Most of her novels provide a realistic peek into the feminine perspective while highlighting a woman’s desperate desire to create a distinct identity although shackled by the confines of the societal norms as prevalent in India.
Her first novel, Cry, the Peacock, is about the suicide of a young Delhi housewife called Maya. Feeling trapped by the suffocating walls of a loveless, empty, arranged marriage to the much older lawyer, Gautama, the novel communicates the chaotic thoughts of an unhappy woman who is constantly thinking and talking of death.
Another of my favorite Anita Desai novels is set in the late 1950s, Voices in the City where the journey of three young adults begins in search of a better future in the city and depicts the reality and somberness of the Indian society which was still undergoing a disturbing state of transition.

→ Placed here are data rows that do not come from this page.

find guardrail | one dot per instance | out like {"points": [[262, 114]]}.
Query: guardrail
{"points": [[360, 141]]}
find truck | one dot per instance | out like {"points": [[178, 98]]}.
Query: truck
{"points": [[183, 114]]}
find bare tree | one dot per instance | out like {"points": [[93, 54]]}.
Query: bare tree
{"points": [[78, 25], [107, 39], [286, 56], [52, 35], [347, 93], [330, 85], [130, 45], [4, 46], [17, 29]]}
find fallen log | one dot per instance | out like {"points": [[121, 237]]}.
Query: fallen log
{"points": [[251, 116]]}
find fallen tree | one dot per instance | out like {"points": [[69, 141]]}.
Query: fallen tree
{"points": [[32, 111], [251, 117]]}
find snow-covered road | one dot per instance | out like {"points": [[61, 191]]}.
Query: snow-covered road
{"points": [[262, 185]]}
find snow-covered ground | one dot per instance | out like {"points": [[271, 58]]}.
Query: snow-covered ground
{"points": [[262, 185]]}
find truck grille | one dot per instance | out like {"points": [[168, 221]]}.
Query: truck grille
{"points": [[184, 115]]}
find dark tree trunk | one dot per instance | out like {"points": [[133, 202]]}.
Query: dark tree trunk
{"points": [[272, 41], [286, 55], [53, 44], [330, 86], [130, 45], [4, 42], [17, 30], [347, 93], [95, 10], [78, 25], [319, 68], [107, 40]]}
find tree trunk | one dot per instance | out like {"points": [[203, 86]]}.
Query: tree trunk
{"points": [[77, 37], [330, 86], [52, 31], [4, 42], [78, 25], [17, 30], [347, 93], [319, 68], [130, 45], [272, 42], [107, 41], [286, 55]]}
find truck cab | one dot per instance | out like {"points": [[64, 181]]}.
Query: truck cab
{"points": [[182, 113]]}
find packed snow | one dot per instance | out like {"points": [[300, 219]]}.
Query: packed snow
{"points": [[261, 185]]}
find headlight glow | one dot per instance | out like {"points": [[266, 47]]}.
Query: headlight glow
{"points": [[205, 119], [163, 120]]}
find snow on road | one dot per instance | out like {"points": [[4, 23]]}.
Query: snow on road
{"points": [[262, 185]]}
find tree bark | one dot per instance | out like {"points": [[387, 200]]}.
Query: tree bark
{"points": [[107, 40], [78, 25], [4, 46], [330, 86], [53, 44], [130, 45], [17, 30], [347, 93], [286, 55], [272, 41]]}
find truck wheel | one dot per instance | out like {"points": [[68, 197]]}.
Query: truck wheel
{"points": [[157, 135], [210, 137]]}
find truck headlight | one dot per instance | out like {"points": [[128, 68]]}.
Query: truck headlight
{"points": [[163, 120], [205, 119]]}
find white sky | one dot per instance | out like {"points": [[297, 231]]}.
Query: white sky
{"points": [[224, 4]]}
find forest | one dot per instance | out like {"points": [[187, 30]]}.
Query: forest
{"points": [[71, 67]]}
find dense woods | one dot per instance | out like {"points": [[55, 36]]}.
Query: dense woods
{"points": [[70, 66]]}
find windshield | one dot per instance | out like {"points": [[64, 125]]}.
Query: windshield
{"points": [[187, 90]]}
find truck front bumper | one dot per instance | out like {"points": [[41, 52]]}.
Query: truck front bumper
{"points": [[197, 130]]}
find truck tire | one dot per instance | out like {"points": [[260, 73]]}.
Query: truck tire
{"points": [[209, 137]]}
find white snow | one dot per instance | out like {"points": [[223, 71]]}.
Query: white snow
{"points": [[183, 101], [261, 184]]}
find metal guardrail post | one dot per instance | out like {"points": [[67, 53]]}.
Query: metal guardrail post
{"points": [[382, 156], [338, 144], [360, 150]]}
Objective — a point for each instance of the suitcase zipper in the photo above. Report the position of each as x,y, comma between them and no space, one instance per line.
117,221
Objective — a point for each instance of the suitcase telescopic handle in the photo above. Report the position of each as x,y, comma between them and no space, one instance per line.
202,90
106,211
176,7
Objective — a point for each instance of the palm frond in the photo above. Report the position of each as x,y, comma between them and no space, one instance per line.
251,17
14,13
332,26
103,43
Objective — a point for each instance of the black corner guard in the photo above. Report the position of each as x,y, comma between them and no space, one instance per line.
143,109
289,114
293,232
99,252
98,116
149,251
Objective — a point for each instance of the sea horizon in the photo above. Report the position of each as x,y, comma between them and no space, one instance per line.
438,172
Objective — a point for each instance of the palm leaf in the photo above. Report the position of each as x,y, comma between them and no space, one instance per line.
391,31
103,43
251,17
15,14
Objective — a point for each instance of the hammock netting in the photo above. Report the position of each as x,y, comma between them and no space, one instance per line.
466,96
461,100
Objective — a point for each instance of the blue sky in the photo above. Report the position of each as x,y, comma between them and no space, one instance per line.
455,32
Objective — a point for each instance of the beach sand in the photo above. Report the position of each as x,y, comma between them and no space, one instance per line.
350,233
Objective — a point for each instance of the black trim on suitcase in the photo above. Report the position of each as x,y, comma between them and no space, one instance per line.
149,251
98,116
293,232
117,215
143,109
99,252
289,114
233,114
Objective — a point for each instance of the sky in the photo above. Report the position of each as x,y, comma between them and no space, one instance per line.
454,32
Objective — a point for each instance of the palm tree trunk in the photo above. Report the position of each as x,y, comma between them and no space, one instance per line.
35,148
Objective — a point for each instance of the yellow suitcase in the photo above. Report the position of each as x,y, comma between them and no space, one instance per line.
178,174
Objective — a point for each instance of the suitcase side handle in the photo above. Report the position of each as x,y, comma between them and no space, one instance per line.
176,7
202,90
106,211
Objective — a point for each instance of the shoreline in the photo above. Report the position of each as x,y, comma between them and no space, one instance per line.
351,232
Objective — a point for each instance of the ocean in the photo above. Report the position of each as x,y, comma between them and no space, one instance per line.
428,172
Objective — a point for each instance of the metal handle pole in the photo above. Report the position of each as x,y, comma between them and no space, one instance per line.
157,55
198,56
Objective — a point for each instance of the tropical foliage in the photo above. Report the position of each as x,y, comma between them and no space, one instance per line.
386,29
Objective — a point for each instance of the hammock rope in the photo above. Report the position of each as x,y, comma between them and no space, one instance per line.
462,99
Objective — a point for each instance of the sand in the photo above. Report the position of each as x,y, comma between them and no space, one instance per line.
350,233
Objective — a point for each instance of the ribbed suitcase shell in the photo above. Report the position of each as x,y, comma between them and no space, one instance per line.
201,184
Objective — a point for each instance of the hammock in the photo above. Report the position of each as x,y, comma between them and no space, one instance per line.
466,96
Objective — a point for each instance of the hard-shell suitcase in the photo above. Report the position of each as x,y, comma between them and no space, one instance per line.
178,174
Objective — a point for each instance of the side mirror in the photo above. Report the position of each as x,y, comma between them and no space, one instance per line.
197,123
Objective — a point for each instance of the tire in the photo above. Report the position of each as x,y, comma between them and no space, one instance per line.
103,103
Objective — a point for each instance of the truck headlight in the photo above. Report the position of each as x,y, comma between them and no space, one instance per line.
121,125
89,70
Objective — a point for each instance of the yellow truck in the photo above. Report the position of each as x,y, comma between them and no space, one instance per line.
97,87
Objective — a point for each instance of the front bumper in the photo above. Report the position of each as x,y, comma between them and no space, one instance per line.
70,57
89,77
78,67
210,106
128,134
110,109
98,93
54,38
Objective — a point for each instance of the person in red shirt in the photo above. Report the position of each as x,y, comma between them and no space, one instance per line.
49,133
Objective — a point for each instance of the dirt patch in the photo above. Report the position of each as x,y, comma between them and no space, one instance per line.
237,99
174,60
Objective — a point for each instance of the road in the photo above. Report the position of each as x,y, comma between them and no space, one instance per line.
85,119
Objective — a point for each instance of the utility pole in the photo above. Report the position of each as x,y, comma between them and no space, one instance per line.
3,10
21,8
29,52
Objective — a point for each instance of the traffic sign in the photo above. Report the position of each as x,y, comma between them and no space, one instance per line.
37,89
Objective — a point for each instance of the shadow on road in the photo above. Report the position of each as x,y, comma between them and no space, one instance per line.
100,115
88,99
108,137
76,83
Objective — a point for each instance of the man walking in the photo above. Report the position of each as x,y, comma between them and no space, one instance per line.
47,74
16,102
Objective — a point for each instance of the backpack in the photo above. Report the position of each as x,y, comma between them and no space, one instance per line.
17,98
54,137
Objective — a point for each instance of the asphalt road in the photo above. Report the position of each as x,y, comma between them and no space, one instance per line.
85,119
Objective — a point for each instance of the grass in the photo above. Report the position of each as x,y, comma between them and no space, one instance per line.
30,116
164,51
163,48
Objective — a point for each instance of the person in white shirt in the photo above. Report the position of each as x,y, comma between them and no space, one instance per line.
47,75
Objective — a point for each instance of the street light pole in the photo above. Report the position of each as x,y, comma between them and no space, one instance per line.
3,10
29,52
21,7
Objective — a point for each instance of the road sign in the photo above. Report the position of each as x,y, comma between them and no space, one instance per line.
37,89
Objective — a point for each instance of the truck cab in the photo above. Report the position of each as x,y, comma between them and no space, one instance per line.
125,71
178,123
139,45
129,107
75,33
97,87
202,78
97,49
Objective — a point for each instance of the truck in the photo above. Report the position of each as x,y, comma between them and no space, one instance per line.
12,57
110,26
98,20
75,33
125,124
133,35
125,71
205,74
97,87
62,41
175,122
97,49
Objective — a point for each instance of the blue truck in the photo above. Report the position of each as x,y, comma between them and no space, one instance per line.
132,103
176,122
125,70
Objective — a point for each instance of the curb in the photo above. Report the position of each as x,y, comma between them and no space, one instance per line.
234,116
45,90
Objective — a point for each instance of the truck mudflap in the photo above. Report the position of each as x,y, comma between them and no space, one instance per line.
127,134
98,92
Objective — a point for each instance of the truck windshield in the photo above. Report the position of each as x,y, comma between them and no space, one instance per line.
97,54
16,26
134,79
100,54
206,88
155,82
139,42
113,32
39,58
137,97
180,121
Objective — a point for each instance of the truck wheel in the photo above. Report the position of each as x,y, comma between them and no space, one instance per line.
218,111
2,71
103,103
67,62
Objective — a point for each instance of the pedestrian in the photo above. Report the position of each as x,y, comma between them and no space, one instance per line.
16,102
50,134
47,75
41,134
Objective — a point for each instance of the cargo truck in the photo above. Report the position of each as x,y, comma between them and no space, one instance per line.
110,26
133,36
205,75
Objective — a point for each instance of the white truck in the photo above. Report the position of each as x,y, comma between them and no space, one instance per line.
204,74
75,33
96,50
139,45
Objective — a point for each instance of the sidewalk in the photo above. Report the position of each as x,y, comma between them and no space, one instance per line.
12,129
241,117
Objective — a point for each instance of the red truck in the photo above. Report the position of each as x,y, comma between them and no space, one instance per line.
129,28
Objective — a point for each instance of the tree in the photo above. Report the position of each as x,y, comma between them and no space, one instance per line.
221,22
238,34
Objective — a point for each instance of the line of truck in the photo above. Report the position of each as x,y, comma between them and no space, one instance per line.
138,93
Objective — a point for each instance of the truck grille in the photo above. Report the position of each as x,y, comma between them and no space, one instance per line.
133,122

Yet another favorite of mine is Bye-Bye, Blackbird, which is Anita Desai’s first literary coverage of a country beyond the Indian boundaries as she explores London that was flooded with commonwealth immigration during 1950s and 1960s. Dev, the main protagonist, a young man from Calcutta, arrives in England to study at the London School of Economics. He stays with two old friends, Adit and Sarah, an Indian-English interracial couple. The way in which the young, patriotic Indian man begins to see the beauty of the country he had once hated is a beautiful transition that the author achieves because her protagonist experiences the good and the bad in a foreign land, an aspect that most of us can relate with, till Dev becomes completely enamoured with the English way of life.
Another of my early favorites is,Where Shall We Go This Summer? (1975) which is focused on a desperate Indian wife who thinks up ways to escape her marriage by visiting her home island of Manori. With two of her four children, she travels all the way to this island while she is in the third trimester of yet another pregnancy. There are few women who hate to return to the roots where they first grew aware of life and its woes because that is their first experience of the fleeting world and its fleeting relationships. Sita recalls the powerful presence of her father, a great leader on the island and takes the respect of all the islanders as something that is rightfully hers because she believes that there is some magic around the island that can safely bring an end to her woes and her hopeless marriage.

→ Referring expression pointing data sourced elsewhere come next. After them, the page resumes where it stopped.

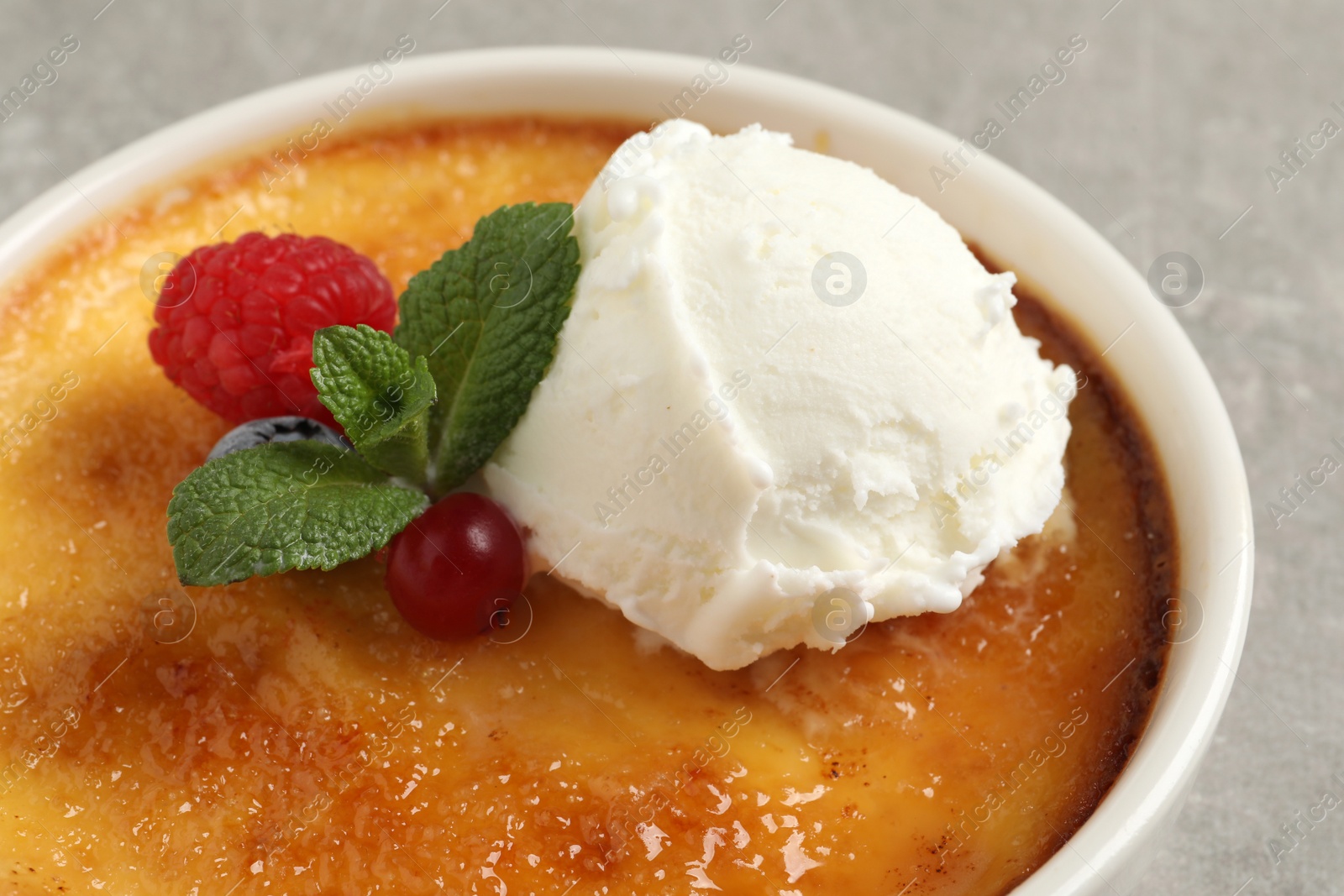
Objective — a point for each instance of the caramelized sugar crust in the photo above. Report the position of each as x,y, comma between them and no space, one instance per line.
291,735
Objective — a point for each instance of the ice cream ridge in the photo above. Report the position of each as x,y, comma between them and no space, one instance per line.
785,390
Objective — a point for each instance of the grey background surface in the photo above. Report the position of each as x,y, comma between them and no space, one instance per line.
1160,137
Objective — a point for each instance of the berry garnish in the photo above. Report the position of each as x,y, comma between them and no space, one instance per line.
454,571
237,320
275,429
423,410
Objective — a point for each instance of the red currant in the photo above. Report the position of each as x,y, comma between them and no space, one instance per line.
454,570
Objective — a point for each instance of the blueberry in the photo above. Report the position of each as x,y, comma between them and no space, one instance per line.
276,429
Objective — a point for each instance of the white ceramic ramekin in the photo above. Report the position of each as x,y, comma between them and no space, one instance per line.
1016,222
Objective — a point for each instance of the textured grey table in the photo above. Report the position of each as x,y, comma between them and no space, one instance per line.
1160,136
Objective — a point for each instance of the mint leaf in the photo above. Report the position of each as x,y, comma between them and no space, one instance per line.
487,317
378,396
286,506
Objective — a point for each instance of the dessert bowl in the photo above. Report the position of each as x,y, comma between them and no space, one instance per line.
1012,222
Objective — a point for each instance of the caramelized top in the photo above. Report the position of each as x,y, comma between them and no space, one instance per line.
291,735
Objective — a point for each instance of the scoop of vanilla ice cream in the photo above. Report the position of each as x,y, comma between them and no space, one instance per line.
739,422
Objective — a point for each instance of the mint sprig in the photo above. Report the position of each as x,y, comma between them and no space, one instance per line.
286,506
487,317
378,396
423,409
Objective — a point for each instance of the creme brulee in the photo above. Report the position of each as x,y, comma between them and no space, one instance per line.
292,735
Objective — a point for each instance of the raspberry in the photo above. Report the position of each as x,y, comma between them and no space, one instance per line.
237,320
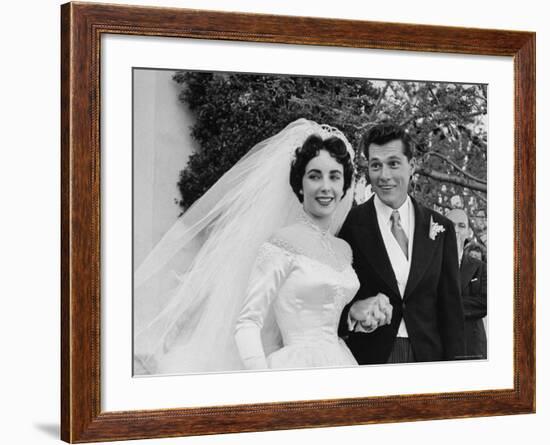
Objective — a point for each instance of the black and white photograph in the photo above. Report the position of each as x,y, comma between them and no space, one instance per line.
295,222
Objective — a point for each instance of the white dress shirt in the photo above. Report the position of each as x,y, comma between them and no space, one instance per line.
401,265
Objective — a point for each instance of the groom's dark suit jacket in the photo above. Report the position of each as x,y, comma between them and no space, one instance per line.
473,276
432,305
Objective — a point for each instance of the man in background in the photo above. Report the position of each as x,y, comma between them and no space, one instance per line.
473,283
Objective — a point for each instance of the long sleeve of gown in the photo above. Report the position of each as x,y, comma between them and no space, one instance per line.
270,270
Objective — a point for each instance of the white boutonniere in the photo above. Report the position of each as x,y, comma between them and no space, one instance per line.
435,229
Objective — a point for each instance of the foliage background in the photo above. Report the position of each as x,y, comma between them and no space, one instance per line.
447,122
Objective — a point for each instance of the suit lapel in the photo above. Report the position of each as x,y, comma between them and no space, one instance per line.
423,247
372,246
467,270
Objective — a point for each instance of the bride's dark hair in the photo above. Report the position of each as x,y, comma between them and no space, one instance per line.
310,149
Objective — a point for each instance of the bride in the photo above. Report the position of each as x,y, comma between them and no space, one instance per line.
261,280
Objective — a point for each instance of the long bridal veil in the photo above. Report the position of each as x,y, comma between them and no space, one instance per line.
200,268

A novel that won great critical reception, Fasting, Feasting relates to the woeful life of an Indian daughter who always took second place to their beloved son. Her parents view her as a glorified servant and nothing more because their whole existence revolves around the whims and fancies of their only son. What the Indian daughter goes through and her deep longing to attain independence without marriage is the focus of this highly illuminating novel.

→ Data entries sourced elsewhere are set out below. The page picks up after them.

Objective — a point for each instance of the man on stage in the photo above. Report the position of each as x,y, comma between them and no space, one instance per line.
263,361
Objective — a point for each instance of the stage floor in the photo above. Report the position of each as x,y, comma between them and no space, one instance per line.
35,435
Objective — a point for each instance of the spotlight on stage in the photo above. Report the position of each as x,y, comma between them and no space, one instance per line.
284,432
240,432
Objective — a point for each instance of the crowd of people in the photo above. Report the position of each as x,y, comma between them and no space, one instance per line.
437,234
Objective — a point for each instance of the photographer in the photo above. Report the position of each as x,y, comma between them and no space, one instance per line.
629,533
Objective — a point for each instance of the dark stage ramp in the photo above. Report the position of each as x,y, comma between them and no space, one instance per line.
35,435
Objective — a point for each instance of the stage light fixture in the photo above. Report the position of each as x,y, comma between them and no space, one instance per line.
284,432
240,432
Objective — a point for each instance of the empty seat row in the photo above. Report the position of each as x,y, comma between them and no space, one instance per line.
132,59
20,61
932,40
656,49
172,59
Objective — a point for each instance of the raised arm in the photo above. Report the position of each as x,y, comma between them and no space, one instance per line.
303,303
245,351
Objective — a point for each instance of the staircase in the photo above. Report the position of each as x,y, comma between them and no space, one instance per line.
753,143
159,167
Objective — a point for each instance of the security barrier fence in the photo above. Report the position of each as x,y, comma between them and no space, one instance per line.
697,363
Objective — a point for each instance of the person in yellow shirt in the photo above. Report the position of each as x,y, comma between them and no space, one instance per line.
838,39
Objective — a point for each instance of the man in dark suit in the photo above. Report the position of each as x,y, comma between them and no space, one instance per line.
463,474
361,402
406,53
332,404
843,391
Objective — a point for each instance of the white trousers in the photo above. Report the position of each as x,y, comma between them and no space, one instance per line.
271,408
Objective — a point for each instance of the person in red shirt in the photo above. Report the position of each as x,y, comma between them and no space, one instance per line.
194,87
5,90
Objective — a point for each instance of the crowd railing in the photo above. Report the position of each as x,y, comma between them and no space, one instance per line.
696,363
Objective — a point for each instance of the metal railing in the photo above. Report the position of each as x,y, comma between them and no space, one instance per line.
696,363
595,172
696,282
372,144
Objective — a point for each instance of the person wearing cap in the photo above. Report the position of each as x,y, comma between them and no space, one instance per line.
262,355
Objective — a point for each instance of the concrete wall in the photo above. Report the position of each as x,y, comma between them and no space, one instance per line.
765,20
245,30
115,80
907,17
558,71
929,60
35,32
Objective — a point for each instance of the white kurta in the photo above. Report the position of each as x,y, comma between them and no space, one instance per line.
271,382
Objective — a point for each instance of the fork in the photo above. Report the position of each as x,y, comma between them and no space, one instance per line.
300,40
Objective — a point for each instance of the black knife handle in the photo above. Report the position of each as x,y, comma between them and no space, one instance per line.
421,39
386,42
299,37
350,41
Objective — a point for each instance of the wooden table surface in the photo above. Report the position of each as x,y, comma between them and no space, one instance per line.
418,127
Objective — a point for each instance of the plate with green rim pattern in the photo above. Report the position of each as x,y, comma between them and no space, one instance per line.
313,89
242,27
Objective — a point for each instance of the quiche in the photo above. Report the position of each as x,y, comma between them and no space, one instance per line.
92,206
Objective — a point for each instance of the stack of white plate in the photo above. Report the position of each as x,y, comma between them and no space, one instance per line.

There is no doubt that the psychological development of most of the female protagonists who are represented within the rigid societal norms of Indian family culture has provide uniquely illuminating glimpses of how hopeless and lonely the real world is for these women because they are shackled by their own inability to understand or face the world boldly. The complexity of the family relationships that are beautifully represented in Anita Desai's novels represents a treasury of this novelist’s ability to keenly observe and bring to life all that is happening around her with a realistic vision.